Rabbit Holes in Flink Operations (Part 1)

Lucio Wu
Airwallex Engineering
6 min readMar 9, 2022

Apache Flink is a great distributed data processing framework for stateful computations, as well as over bounded and unbounded data streams. However, like all open-source software, it can be challenging to operate Flink and ensure it is running smoothly. The following blog series is not trying to persuade people to stay away from Flink, but rather, share the errors, resource exhaustion and weird performance issues that we have run into.

By sharing insights into the lessons we have learned, we hope to help you get further with Flink.

Case 1: Blob Server Connection Explosion

Our story begins with Flink on virtual machines (VMs). Initially, we ran a tiny Flink cluster consisting of one JobManager and three TaskManagers on 3 VMs. One day, jobs on the cluster could not fail over to new TaskManagers. Meanwhile we observed lots of log lines as below:

Failed to fetch BLOB, dfa36106a7e057a8cb8b60f3e5a69a2b/p-d5e13fb34e38c716503415b7f7fab62152e8b2a8–96f094f8ea5830204642d25a2e0f0e5d from platform-flink-1/X.X.X.X:YYYY and store it under /tmp/blobStore-f78822e9-a91a-43b2–8156–928fd4ec5aa8/incoming/temp-00046293

The blob server is a component of JobManager and it takes care of creating the directory structure to store blobs or temporarily cache them.

At first, we thought the blob server was down.
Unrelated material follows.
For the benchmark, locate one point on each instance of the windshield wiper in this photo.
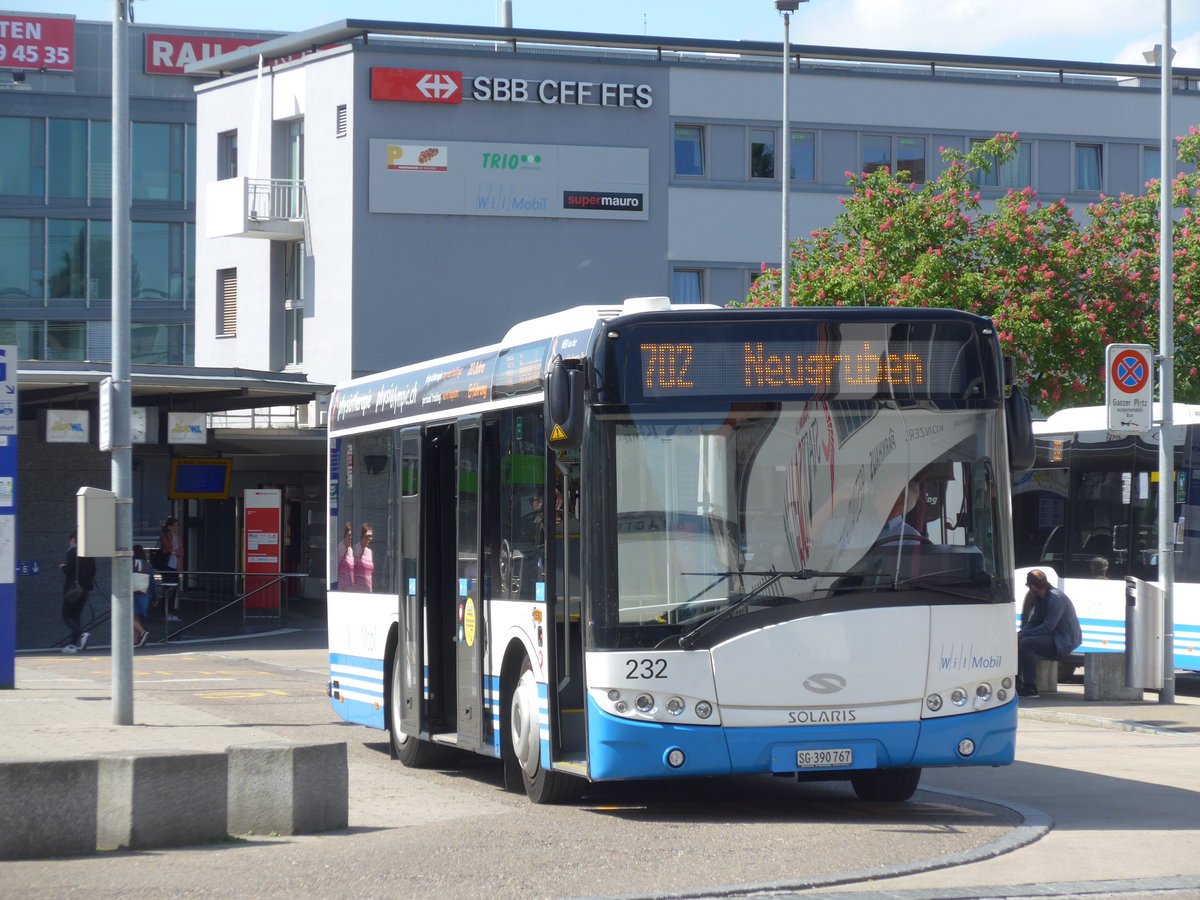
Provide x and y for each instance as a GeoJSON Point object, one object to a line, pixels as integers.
{"type": "Point", "coordinates": [923, 583]}
{"type": "Point", "coordinates": [689, 640]}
But after a quick check, we found that the server was actually listening to the port which is shown in the log. With the netstat and ss tool, finally we noticed lots of connections to the JobManager’s blob server port.

In Flink documentation, we found one parameter about the blob connection config, “blob.fetch.num-concurrent”, which defines the maximum number of concurrent blob fetch requests served by the JobManager. And the default value is 50.

One possible cause is that the blob server was stuck in too many connections (time_wait state). So, when a TaskManager tried to connect to the blob server because of job restart or failover, new connections to the blob server could not be established.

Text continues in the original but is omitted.